In the thoracic spine, the collection may cause the formation of a paravertebral abscess. It also may enter into spinal canal & cause extradural compression of the cord.
It can penetrate the anterior longitudinal ligament to form a mediastinal abscess or through the medial arcuate ligament to form a lumbar abscess.
IT may appear anywhere along the course of intercoastal nerve too.
In the lumbar spine, the pus can track along the psoas muscle towards the groin & presents as psoas abscess. It might lead to flexion of the hip, a condition termed as pseudo flexion deformity of hip>
It can travel along the iliopsoas tendon to appear on the medial aspect of the thigh.
It can spread laterally beneath iliac fossa to emerge at the iliac crest near the anterior superior iliac spine. The pus can also form an abscess in Scarpa’s triangle or gluteal region.
Differential diagnosis
- Lipoma
- Cyst
- Soft tissue tumors
Diagnostic Work Up
Most of the cold abscesses are evident from their history, location and examination findings.
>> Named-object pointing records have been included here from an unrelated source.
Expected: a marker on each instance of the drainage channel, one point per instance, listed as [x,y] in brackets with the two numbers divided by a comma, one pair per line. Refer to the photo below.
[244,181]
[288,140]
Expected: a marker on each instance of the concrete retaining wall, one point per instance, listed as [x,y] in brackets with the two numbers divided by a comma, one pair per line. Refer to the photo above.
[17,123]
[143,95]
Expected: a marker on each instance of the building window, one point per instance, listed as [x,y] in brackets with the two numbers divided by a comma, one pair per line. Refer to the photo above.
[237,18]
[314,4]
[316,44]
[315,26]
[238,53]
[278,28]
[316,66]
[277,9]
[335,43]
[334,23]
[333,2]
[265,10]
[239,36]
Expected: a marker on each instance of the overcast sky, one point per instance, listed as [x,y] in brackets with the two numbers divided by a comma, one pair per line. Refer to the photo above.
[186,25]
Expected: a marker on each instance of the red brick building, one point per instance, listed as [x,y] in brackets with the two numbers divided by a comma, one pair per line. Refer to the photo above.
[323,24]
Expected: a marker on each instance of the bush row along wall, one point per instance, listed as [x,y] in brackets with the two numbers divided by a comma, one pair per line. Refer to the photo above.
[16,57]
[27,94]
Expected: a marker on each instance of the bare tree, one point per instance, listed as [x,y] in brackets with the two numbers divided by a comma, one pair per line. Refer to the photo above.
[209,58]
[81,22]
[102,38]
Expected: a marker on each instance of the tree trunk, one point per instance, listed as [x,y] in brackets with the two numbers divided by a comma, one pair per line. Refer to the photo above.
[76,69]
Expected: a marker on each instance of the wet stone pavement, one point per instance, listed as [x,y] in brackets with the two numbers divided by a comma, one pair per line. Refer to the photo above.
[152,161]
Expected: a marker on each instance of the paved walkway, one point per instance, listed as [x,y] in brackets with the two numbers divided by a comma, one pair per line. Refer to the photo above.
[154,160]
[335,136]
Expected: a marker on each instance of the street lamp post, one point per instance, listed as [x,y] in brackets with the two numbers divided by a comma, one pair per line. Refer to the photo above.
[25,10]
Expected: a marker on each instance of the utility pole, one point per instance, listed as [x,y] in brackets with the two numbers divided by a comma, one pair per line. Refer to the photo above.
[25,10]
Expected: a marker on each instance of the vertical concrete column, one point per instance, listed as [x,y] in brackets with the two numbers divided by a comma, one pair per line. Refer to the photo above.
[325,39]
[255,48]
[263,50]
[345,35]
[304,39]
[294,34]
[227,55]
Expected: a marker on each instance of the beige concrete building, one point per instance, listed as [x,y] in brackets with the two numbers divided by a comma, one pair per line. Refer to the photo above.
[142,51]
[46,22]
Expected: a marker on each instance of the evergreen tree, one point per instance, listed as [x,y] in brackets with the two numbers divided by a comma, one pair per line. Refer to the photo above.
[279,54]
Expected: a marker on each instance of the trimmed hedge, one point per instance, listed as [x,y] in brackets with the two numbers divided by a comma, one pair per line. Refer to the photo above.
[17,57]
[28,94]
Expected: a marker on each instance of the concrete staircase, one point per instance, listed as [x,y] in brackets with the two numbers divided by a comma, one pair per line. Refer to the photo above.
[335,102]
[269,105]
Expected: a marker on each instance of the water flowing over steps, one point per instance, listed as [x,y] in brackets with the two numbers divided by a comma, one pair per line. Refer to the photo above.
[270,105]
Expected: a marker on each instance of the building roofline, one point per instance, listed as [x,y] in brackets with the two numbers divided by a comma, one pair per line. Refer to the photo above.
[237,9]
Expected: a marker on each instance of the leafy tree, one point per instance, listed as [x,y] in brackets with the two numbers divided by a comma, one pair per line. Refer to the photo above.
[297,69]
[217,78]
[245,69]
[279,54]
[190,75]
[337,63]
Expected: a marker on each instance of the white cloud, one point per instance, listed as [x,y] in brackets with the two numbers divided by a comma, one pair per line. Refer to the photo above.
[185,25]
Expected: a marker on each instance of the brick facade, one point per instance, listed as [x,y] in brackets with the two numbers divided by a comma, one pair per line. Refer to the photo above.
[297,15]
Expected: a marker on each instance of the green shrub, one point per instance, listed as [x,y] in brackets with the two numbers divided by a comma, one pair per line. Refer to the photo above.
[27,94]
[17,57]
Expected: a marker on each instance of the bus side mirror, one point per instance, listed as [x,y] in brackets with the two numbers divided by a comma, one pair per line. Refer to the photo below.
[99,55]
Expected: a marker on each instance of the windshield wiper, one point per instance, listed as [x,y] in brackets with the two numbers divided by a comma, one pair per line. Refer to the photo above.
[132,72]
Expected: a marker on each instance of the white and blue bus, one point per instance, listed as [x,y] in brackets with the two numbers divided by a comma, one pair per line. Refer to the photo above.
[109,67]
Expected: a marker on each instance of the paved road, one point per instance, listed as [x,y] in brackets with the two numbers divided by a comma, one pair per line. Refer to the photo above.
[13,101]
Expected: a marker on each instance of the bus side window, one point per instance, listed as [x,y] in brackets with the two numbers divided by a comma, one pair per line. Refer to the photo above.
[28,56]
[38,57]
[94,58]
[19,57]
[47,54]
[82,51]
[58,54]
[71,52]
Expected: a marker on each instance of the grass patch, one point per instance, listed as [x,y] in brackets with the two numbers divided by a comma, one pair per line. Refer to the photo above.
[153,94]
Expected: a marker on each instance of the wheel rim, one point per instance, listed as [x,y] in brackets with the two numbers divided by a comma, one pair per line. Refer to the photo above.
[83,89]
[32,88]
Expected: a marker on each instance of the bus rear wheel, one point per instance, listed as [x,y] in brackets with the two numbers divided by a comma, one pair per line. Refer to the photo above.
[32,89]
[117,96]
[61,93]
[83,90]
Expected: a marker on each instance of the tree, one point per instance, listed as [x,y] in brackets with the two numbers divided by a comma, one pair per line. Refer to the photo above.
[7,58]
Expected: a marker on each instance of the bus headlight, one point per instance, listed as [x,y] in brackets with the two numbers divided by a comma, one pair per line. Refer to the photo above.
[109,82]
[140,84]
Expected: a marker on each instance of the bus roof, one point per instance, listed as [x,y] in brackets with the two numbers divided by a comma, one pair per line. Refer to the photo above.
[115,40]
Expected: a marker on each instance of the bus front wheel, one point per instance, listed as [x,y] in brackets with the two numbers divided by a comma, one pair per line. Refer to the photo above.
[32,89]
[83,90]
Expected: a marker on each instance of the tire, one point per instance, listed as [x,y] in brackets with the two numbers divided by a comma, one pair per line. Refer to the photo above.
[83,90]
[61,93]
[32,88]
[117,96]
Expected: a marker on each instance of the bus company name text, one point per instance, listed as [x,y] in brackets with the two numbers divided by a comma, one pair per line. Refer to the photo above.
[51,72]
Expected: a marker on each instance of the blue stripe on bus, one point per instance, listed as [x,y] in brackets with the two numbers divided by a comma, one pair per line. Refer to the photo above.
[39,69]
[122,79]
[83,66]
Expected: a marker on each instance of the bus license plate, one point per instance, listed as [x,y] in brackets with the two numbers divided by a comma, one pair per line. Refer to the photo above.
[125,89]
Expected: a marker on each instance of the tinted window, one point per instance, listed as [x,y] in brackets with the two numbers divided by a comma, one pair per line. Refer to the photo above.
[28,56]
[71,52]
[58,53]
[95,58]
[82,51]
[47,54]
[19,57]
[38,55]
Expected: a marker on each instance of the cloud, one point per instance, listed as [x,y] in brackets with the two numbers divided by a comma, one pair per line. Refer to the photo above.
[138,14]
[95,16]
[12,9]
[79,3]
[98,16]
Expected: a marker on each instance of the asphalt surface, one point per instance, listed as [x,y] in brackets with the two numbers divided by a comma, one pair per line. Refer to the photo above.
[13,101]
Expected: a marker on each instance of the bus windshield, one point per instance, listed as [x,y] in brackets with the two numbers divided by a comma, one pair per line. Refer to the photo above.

The workup should include finding the tubercular lesion.
Routine blood works will show increased lymphocytes, raised ESR and CRP.
Antigravity aspiration and study for tuberculous bacteria are initiated which include PCR and culture of the aspirate. Stain for acid-fast bacilli is not positive often due to paucibacillary nature of osteoarticular tuberculosis.
X-ray and MRI are useful imaging studies. CT is able to assess bone destruction better.
In the cervical region, retropharyngeal abscess may be seen on lateral x-ray [Soft tissue shadow thickness in front of C3 vertebra >4mm].
Normal limits are shown in x-ray.
Paravertebral shadow on AP view indicates paravertebral abscess in the thoracic spine. Psoas shadow may be obliterated on x-ray in case of psoas abscess.
MRI gives a better assessment of extradural abscesses / subligamentous spread. It can also reveal skip lesions and spinal cord compression.
Treatment of Cold Abscess
The cold abscess is not the primary culprit. Underlying tuberculosis is. Therefore the treatment is for underlying tuberculosis. As underlying tuberculosis heals, the cold abscess would reduce at first and then go away.
The treatment of tuberculosis is by use of antitubercular drugs.
[Read more on the treatment of tuberculosis]
Some cold abscesses are large and would need a reduction of the fluid load for drugs to reach the site.
The aspiration is done in an antigravity fashion in a zig-zag method, so as to avoid fistula formation from continuous gravitational drainage through the puncture site.
For very large cold abscess, ultrasound-guided Pigtail catheter drainage or open surgical drainage is considered.